Can allies ever really understand?
By allies, I'm referring to those who are near to us, support and love us.
When I have flashbacks at night, I can't normally stay in bed and get up, go downstairs and try to ground myself, calm myself down, distract myself when possible with TV, reading something... Whatever works or seems like it might help.
Unsurprisingly, when I don't sleep well, particularly when I have bad dreams I'm a wreck the next day, really tired, unable to function fully.
When I attempt to explain why I didn't sleep the night through, and how important it is for me to move, to 'reset the clock', anything to reduce the stress of the whole situation, I keep encountering a simplistic response from those closest to be. When I explain that a trigger can be the weight of the duvet on my body, the response is that I should throw the duvet off me. When I explain that I can't sleep, need to distract myself, to calm down, I'm told that I should turn the light on and read my book, despite me stating that staying in bed is not at all helpful and that I need space and a different environment.
I've tried time and again to explain what I experience when I have nightmares, what the impact is, how the route back to some sense of calm is not always predictable, and rarely easy to control. I know part of the response I get is grounded in their frustration, but I can't seem to convey what I need from my allies, how I need them to give me the space to handle things in the way that I find easiest.

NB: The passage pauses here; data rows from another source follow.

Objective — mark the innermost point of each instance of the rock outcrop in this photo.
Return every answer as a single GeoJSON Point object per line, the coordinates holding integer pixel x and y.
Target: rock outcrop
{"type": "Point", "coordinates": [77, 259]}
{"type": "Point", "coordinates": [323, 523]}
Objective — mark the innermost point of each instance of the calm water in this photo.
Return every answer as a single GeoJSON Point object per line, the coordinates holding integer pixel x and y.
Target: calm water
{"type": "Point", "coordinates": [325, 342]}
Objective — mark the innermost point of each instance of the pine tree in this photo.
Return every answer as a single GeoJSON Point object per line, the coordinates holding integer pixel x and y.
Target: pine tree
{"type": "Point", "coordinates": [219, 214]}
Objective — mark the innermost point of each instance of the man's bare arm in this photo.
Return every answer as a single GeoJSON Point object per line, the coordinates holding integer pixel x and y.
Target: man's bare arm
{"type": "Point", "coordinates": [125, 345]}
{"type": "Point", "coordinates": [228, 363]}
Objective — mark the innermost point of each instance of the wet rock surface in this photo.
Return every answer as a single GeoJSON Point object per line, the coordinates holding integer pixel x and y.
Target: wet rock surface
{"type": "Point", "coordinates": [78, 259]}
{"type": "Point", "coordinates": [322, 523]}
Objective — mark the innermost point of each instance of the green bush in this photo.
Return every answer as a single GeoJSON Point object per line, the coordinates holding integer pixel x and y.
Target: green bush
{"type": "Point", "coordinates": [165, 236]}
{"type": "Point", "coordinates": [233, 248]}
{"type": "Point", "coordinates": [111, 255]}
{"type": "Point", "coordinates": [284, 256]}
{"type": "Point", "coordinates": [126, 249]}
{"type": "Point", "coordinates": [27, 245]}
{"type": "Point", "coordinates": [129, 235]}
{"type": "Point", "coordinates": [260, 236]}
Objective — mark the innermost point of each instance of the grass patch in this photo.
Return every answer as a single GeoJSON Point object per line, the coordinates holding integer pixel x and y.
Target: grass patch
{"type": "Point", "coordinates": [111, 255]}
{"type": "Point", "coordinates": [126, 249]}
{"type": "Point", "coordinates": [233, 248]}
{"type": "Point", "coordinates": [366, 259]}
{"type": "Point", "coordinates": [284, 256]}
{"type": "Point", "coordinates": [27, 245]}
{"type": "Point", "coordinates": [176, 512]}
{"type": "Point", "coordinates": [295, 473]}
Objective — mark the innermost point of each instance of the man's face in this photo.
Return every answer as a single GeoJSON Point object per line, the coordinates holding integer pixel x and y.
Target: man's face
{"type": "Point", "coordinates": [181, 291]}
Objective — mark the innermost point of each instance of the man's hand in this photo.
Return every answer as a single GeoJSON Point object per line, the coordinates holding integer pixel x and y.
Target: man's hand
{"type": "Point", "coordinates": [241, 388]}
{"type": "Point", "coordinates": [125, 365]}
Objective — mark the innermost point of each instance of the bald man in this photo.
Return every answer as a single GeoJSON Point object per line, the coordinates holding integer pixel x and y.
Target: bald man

Part of me wants my allies to hear from someone else, to read up on it, to show a true interest in understanding what I'm going through, rather than reacting in what feels like a judgemental, simplistic and somewhat unsupportive manner. I'm short tempered, irritable and introverted in the aftermath of my nightmares. I need to find the means to communicate more clearly what I need, to care less about the subsequent response, and to focus more closely on doing the right thing for me, without putting others first.
How do you communicate, explain, enunciate what nightmares look like through the eyes of a survivor? How do you describe the impact of the terrors, the palpitations, the nausea, sickness, mortal fear? And how do you explain that all of this is experienced through the eyes of a child, not the adult who occupies this body in the present day? How do you make your allies understand?